Okay, this is the final fitness test, are you ready for it? Of course you are! You wouldn’t be reading this blog if you weren’t. So let’s get down to business and perform this last fitness test to find out how fit you actually are.
The Thomas Test
For this test, you’ll need the bench that you used in the lower body fitness test. Lie down on the bench and pull both of your knees towards your chest. Using both hands, hold one of your knees to your chest as you straighten out your other leg. As you maintain a straight leg, relax your hips and then lower your outstretched leg as much as you can. Your goal is to try to lower that extended leg below your hips. Don’t forget to test the other leg and always keep proper form!
The Results
How strong are those hips? Well, if your…
- Outstretched leg isn’t parallel to your hips but rather above your hips, then you’re below average.

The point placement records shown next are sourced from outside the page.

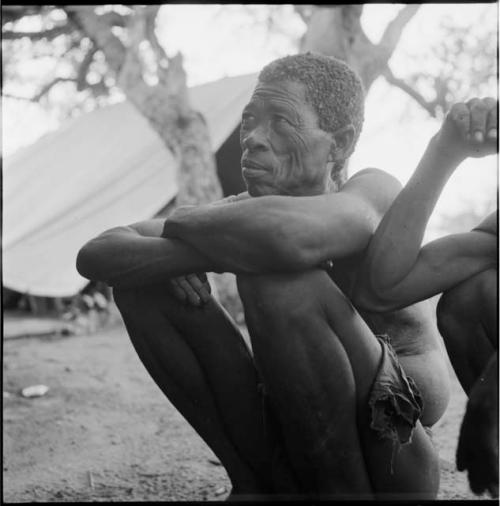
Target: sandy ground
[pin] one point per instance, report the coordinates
(104, 431)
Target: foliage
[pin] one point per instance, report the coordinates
(55, 55)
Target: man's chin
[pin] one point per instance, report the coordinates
(260, 190)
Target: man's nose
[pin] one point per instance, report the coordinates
(255, 139)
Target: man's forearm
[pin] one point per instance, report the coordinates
(394, 249)
(122, 258)
(265, 233)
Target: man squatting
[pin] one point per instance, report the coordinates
(330, 401)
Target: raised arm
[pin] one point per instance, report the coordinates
(277, 233)
(397, 271)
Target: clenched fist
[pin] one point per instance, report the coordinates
(470, 129)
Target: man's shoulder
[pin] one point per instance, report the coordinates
(374, 186)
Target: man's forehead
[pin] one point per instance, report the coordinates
(289, 91)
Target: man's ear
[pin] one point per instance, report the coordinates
(343, 142)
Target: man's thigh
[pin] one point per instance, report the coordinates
(317, 310)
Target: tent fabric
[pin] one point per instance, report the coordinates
(103, 169)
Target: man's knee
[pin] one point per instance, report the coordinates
(282, 297)
(466, 299)
(124, 298)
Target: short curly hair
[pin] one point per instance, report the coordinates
(332, 88)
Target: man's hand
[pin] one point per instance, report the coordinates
(478, 442)
(470, 129)
(192, 289)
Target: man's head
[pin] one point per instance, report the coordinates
(300, 126)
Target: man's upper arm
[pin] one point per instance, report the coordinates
(353, 215)
(489, 224)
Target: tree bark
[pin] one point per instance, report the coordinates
(165, 105)
(337, 31)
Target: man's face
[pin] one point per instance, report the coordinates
(284, 150)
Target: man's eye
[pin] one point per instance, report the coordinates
(281, 120)
(247, 117)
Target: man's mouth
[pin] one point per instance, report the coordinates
(250, 168)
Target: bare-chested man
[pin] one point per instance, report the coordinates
(398, 272)
(321, 405)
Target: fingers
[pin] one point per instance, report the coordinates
(492, 119)
(478, 115)
(177, 290)
(483, 120)
(193, 289)
(200, 286)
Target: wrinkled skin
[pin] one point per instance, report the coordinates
(280, 135)
(477, 451)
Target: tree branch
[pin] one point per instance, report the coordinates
(115, 19)
(17, 97)
(44, 34)
(394, 29)
(430, 107)
(304, 11)
(81, 81)
(49, 86)
(97, 30)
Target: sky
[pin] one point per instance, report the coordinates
(218, 41)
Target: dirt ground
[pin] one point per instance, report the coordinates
(104, 431)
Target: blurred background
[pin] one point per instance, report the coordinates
(113, 114)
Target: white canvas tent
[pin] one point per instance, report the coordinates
(104, 169)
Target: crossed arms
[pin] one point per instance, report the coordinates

- Lengthened leg is level with your hips, you’re average.
- Elongated leg descends beneath your hips, you’re above average.
How flexible are you? Do you have good fluidity in your hips or do you need some help in that area?
Better Flexibility
You can blame your weak glutes if you’ve got tight hip flexors. But, don’t worry, because you can make them stronger by performing this exercise three times per week. Lie on your back on a yoga mat or the floor; bend your knees but your feet should remain flat on the floor. Beginning with your right knee, pull it toward your chest with both of your hands. Now, press down into the heel of your left foot and raise your hips. Maintain this hold for six seconds, then gently lower your hips to the starting position. Complete six of these exercises keeping good form; then perform the same move for the other side.
Congratulations! You’ve finished all seven fitness tests and, for that, you deserve a pat on the back. So how did you do overall? Are there some areas you need—or want—to improve upon? If so, just go back to that particular test and follow the exercise tip at the bottom of the test. Retake each fitness test in twelve weeks to observe your progress. Be mindful that any improvement, no matter how small, is good progress. Your fitness program is doing its job as long as you keep seeing changes!